Савва перевел дух и продолжил, не обращая внимания на слабые попытки Лив прекратить этот душещипательный монолог.

— У нас пятнадцать процентов прибыли — это очень хорошо. А пиломатериал-то весь необрезной. Мы из-за того, что вывоз — целая морока, отдаем вполовину дешевле, чем он продается на самом деле. Сюда мало кто рискнет поехать, даже по зимнику. Сегодня у нас здесь пиломатериала от силы на восемьсот тысяч рублей. А аренда? Знаешь, сколько аренда? Семьсот восемьдесят тысяч! Половину оплатил, осталось триста шестьдесят тысяч. А тут Фарсу ваша налоговая прибыль насчитала плюс от того, что было, ещё почти два миллиона. Что получается? Мы работаем сейчас только на налоги, солярку и запчасти. Фарс уже десять человек из-за этого уволил, ещё пятнадцать собирается рассчитать, пять всего оставляет. Слух по поселку пошёл, что закрывается. Тогда люди собрались и письмо это написали.

Под этот страстный монолог Лив приняла решение.
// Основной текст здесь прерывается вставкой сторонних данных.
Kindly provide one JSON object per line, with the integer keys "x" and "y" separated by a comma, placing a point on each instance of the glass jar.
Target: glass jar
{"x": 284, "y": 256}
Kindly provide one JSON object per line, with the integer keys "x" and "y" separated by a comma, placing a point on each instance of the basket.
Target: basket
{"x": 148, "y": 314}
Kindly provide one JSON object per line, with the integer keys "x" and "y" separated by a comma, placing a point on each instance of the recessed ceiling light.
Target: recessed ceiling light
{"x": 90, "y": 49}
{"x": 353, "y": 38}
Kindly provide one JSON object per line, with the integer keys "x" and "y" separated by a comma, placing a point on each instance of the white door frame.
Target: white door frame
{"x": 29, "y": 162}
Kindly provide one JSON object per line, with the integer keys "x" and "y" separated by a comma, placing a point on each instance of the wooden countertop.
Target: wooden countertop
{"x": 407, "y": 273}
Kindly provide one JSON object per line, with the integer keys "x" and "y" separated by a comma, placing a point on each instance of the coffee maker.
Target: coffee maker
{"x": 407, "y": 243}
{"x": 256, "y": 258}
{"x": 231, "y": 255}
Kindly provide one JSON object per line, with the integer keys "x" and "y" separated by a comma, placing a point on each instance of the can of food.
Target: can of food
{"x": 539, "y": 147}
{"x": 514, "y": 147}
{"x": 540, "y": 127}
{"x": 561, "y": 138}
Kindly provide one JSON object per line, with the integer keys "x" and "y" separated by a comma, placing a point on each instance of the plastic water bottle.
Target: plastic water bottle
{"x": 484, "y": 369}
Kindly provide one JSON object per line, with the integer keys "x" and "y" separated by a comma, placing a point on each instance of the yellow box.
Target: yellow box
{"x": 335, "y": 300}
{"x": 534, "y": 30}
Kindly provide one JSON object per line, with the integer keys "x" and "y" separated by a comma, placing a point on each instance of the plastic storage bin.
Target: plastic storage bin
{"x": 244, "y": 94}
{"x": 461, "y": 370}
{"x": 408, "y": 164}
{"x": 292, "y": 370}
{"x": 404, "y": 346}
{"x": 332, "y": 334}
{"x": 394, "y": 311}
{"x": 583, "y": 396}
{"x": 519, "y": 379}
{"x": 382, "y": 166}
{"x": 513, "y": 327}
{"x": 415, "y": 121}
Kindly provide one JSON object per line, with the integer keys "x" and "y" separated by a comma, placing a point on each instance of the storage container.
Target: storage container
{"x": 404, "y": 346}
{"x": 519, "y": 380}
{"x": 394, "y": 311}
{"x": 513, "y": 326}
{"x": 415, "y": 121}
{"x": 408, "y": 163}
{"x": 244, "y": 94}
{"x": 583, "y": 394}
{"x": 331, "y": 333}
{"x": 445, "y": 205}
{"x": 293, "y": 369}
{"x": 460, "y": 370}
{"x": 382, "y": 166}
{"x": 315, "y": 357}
— Стоп! — закричала она. — Вот не надо меня сейчас жалобить! Тем более, что лицо ты совсем не официальное. Мне с тобой говорить бестолку. Мне руководитель нужен, бухгалтер и все бумаги подотчётные! Говоришь, завтра он будет? А я не могу до завтра ждать! Тем более, мы договаривались! Это, знаешь ли, как тебя...

Она не могла хоть вот так по мелочи, но не уколоть парня, который постоянно забывал её имя.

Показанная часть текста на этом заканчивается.